Ceux-ci sont définis comme la protection de la vie, de l'intégrité, de la richesse, de la religion et de la liberté de l'individu - aucune référence ici à la charia (loi islamique), qui a été le principal cri de ralliement de l'islamisme partout dans le monde.
Et l'islam est défini non pas dans les termes étroits du code juridique de la charia, mais dans des termes si larges qu'ils le rendent potentiellement compatible avec les valeurs démocratiques, que les réformateurs musulmans appellent de leurs vœux depuis longtemps.
Cette mesure pourrait effectivement criminaliser l'utilisation de la religion par tout groupe politique, et ainsi affaiblir le puissant mouvement islamiste Ennahda.

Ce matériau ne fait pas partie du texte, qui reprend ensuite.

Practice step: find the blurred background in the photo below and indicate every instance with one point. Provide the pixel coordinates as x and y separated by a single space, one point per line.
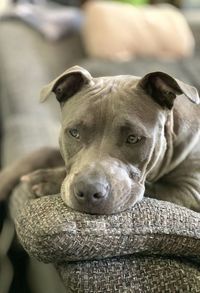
39 39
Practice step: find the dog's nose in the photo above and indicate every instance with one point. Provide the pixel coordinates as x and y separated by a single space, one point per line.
88 191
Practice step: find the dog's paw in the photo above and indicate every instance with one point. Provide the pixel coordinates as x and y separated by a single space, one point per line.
45 181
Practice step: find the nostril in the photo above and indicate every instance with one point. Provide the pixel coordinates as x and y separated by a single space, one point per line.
98 195
79 194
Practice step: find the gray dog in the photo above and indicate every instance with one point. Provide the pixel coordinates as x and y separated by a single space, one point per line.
121 137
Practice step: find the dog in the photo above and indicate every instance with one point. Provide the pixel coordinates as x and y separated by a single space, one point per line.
121 138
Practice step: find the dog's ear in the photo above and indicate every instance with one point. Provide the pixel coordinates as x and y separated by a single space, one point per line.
163 89
67 84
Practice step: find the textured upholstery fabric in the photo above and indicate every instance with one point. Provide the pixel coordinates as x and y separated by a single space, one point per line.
153 247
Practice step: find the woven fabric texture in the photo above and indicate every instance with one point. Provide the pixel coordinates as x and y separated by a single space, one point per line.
154 246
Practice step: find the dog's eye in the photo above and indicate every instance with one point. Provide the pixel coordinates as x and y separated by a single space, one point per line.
75 133
132 139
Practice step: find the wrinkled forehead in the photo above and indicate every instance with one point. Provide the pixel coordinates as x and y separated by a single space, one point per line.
111 99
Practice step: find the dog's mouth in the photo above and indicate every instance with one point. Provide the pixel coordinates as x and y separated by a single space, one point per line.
113 201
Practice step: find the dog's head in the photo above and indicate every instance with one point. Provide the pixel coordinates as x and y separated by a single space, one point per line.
112 135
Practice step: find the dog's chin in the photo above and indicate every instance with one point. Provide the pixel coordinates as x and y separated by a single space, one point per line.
107 207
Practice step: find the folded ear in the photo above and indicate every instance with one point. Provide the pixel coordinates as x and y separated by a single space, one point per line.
67 84
163 89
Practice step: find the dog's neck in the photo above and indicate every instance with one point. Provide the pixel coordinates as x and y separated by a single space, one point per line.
163 163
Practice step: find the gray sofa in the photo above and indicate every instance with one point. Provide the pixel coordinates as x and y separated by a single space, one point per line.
153 247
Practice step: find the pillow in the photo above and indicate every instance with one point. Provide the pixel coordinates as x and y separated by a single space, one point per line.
119 31
52 232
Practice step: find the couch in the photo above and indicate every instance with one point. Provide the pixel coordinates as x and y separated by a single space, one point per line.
153 247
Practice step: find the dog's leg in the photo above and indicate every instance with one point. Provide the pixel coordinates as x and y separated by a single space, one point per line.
45 181
42 158
181 186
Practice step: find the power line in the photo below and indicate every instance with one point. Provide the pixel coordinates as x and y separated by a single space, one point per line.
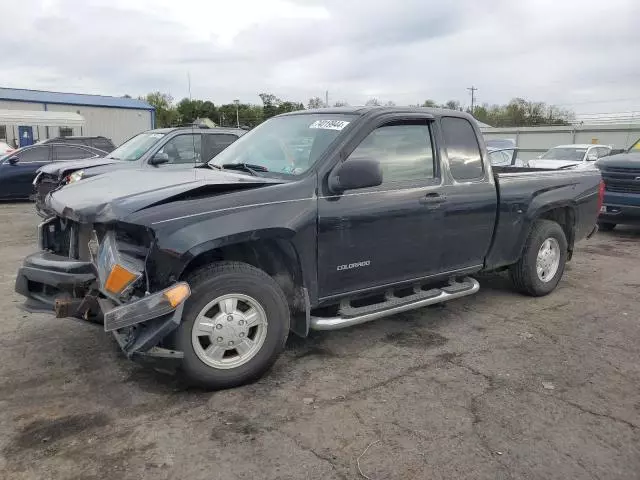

Mais il est très probable qu'elle plaise aux laïcs.
Certaines des critiques les plus virulentes à l'encontre de M. Saied et de sa constitution ont porté sur le processus de rédaction lui-même, qui n'était ni transparent ni inclusif.
Elle a été élaborée par un groupe d'universitaires triés sur le volet. La consultation publique en ligne annoncée au début de l'année n'a pas réussi à attirer un grand nombre de Tunisiens - seulement 500 000, soit environ 5 % de l'électorat.
Fait crucial, ni la constitution ni le président n'ont précisé les critères permettant de considérer que le document a obtenu un large soutien public.
Aucun seuil d'approbation du document, ni aucun taux de participation minimum n'ont été stipulés.
CRÉDIT
La Tunisie est fortement divisée entre les partisans de l'islam politique et de la laïcité
Plusieurs partis - dont Ennahda, le plus grand bloc du parlement dissous - ont appelé au boycott.
Mais l'opposition à M. Saied n'a jamais réussi à monter une campagne efficace pour rallier le public contre le président ou le forcer à changer de cap.
Tous les regards seront tournés vers le taux de participation. Une forte participation et un vote positif pourraient consolider le pouvoir de M. Saied.
Un faible taux de participation ou un vote négatif pourrait le plonger, ainsi que la Tunisie, dans une crise constitutionnelle plus profonde.
Bien qu'il ait été élu démocratiquement avec quelque 70 % des voix en 2019, l'incapacité à obtenir un soutien populaire retentissant pourrait saper davantage sa légitimité et enhardira très probablement ses ennemis à le défier.